Coronavirus - Mise à disposition de salariés



Suivant un communiqué du 20 avril 2020, le gouvernement a rappelé la possibilité pour « les salariés inoccupés [en activité partielle ou sans activité] qui le souhaitent [d’]être transférés provisoirement dans une entreprise confrontée à un manque de personnel » sur le fondement des articles L8241-1 et L8241-2 du code du travail.


Dans le contexte du Covid-19, il s’agit de « permettre à des entreprises qui relèvent d’activités essentielles à la vie de la Nation, de pouvoir être maintenues sans interruption afin de permettre aux Françaises et aux Français de s’approvisionner et de protéger leur santé ».

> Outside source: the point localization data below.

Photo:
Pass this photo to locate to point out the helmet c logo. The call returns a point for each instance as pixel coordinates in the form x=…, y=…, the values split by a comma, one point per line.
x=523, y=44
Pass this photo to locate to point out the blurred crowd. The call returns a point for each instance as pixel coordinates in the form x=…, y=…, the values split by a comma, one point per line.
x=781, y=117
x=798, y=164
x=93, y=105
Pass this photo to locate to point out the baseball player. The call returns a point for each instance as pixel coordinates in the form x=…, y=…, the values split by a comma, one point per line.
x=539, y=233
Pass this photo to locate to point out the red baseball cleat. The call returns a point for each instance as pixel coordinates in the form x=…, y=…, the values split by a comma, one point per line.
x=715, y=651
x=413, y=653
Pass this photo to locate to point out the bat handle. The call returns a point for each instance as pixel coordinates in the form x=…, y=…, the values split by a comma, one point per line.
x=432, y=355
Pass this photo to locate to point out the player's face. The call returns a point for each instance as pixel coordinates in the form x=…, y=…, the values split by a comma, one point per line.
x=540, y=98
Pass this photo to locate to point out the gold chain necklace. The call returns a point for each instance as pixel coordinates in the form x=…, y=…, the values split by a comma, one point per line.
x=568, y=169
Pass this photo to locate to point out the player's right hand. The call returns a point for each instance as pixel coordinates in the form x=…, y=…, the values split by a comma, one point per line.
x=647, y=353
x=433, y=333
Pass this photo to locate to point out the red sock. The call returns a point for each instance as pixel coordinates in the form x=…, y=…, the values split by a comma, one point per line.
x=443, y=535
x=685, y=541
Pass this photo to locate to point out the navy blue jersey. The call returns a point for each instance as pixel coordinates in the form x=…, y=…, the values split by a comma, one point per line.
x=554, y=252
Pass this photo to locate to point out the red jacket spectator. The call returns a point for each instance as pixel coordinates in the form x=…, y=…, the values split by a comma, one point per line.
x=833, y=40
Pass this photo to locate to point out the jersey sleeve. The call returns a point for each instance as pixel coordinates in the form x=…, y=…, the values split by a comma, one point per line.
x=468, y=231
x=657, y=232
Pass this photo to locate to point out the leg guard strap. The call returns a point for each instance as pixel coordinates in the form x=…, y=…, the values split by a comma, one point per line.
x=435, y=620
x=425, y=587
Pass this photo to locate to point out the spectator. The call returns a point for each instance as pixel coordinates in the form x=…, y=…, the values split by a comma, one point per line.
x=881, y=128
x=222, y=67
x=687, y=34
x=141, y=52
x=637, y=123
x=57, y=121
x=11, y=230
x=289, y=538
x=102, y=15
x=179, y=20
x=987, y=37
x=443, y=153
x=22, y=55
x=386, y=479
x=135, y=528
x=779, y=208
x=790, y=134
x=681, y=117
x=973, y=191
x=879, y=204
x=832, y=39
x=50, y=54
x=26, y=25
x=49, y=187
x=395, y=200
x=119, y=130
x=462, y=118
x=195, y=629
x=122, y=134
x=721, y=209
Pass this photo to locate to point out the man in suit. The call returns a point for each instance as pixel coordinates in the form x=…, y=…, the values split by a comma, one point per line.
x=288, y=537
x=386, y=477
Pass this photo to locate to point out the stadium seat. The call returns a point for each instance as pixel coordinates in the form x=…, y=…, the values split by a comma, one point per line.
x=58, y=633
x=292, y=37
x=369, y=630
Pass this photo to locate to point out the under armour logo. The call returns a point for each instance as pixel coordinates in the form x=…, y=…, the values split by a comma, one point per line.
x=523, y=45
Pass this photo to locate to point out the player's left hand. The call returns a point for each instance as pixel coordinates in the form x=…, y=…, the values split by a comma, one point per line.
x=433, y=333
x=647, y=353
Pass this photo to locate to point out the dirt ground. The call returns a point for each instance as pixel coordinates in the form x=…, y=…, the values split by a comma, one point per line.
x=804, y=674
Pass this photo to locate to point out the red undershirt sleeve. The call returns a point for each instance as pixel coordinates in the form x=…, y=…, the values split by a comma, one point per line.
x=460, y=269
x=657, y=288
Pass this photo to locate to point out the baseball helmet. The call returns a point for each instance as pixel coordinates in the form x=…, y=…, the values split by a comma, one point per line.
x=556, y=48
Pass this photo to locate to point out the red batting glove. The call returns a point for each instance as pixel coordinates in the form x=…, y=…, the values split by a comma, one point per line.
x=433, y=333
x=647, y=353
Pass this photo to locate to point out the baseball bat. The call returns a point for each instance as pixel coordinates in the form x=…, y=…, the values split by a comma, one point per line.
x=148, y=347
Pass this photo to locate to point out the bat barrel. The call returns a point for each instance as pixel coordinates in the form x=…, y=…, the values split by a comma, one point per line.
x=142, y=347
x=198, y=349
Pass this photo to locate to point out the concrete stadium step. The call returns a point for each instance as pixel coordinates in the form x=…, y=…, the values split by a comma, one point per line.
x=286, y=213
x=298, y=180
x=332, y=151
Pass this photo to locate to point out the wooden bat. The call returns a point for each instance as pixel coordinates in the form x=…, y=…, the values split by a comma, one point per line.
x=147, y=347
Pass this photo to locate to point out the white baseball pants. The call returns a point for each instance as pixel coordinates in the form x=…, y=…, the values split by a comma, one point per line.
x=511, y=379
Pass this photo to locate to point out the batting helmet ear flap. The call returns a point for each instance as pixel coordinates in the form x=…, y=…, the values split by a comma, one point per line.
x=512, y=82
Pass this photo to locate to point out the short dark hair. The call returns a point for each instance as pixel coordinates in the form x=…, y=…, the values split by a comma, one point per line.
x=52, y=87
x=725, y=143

Le dispositif de « mise à disposition temporaire » est conditionné par le triple consentement :


  • du salarié mis à disposition ;

  • de son employeur d’origine;

  • et de l’entreprise de destination.

Deux accords doivent être conclus à cette fin :


  • un avenant au contrat de travail pour prêt de main d’œuvre à but non lucratif entre le salarié et son employeur d’origine;

  • et une convention de mise à disposition à but non lucratif entre l’entreprise prêteuse et l’entreprise utilisatrice.


Le premier indique :


  • « le travail confié dans l'entreprise utilisatrice,

  • les horaires

  • et le lieu d'exécution du travail,

  • ainsi que les caractéristiques particulières du poste de travail » (article L8241-2 3° précité).


Le second définit :


- « la durée [de la mise à disposition]


  • mentionne l'identité et la qualification du salarié concerné,

  • ainsi que le mode de détermination

- des salaires,

- des charges sociales

- et des frais professionnels qui seront facturés à l'entreprise utilisatrice par l'entreprise prêteuse » (article L8241-2 2° précité).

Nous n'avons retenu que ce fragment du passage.